The section on the races of Eberron is probably the most hefty of the new mechanical additions to 5e that Wayfinder's Guide has to offer. The first bit of the chapter gives Player's Handbook-style write-up for Eberron's unique races--changelings, kalashtar, shifters, and warforged. The second section describes how the cultural assumptions attached to the usual D&D races are altered in Eberron.
Changelings are essentially Doppelganger Juniors--they can change their appearance at will, making them the ultimate spies. Interestingly, they also take on psychological personas to match their multiple physical identities; some of these personas are passed down family lines or shared communally, so it's possible that the elf merchant you have been dealing with for a decade is actually fifty changelings playing the role.
Kalashtar...are weird. They are a compound race of humans who are bound to spirit-refugees from the plane of dreams. The relationship is more symbiosis than parasitical, but it does make the kalashtar seem alien and otherworldly--the human gets some psionic powers out of the deal.
Shifters are Lycanthrope Lite; they're (probably) the descendants of humans and were-creatures who are animalistic in appearance and can "shift" into a more bestial state to get extra hit points and some other bonus abilities.
The warforged are Magic Robots of metal and wood that were created as soldiers in the Last War. An unexpected breakthrough led to them being fully conscious and sentient. Rules-wise, eyebrows have already been raised about the armor classes they can get due to their natural protection; a 1st level warforged fighter, for example, can have an AC of 20 if they have a shield--and their AC will increase as they gain levels.
If you just want the rules for the new races, you don't need to buy Wayfinder's Guide to Eberron. They're available in this Unearthed Arcana article.
How do the "normal" races fair in Eberron? Well dwarves...seem like the dwarves in most settings. NEXT!
Elves, as always, come in a Baskin Robins array of flavors. The Aerenal elves worship their undead ancestors, so they are uncharacteristically okay with magic that is usually considered dark. The Valenar elves are warlike and seek to emulate the deeds of their illustrious ancestors. They also get access to a feat for use with a double-ended sword that seems to make two-weapon fighting obsolete, so that probably needs another look. Elves in Khorvaire are immigrants. Drow were made when giants used magic to bind shadows to elves and used to assassinate other elves.

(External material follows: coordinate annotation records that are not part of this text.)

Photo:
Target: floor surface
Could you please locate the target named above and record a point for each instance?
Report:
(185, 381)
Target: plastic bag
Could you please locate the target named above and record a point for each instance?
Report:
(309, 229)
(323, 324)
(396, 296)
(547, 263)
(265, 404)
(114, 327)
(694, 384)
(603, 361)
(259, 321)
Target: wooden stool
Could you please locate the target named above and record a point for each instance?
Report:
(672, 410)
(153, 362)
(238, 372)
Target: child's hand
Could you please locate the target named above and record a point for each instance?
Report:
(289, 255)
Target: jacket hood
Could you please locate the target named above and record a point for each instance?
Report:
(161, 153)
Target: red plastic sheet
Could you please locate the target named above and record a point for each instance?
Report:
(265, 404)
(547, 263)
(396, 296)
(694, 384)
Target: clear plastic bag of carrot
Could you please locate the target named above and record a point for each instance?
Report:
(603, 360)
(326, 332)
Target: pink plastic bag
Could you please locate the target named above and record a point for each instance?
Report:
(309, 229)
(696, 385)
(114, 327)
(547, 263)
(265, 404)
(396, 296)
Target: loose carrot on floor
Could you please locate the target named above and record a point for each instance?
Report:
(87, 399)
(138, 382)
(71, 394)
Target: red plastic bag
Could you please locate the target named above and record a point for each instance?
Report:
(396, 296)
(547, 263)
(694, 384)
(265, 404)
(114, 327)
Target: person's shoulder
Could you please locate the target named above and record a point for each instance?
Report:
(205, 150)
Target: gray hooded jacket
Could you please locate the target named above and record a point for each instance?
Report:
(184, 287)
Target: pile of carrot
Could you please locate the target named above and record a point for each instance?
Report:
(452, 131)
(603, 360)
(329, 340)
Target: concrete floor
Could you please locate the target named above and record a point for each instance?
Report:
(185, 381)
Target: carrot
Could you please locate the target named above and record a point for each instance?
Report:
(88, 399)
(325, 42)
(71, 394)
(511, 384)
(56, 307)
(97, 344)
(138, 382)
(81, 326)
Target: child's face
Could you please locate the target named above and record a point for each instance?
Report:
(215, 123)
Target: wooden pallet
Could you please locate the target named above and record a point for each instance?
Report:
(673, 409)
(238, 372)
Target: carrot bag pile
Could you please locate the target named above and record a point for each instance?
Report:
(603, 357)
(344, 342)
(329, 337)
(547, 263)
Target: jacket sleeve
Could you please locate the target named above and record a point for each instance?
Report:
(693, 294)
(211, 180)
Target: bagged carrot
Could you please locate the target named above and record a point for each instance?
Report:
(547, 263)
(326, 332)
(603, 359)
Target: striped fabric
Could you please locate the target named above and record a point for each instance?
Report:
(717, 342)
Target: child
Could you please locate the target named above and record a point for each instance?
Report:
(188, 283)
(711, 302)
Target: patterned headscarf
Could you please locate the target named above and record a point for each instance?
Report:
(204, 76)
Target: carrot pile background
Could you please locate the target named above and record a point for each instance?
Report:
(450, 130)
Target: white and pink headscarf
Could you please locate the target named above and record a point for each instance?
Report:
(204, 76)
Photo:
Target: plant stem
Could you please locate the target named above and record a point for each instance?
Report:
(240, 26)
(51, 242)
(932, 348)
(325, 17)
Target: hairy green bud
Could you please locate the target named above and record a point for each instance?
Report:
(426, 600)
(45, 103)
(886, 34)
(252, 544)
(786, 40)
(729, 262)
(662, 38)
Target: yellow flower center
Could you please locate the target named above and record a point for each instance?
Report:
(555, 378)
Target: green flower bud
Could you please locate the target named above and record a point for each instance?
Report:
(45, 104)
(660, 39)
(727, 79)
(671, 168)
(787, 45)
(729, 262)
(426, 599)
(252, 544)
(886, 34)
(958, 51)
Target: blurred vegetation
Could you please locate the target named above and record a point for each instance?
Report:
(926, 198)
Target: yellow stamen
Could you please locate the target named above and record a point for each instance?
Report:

Gnomes have a lust for knowledge, hate physical violence, and are inveterate schemers. They idea of gnomes as "smiling schemers" does the work of differentiating them from halflings and dwarves. Half-elves have their own communities because when a half-elf loves another half-elf very much they make another half-elf. Half-orcs are more likely to be seen as the offspring of backwoods types or primitives rather than the spawn of a naturally evil race, so you might need to re-think your baby orc strategy in Eberron. Halflings live in nomadic tribes and ride dinosaurs; that one kind of sells itself. Guess what? Humans are adaptable! Moving on. The chapter rounds out with brief notes on including other races that have not traditionally had a role as player characters in Eberron.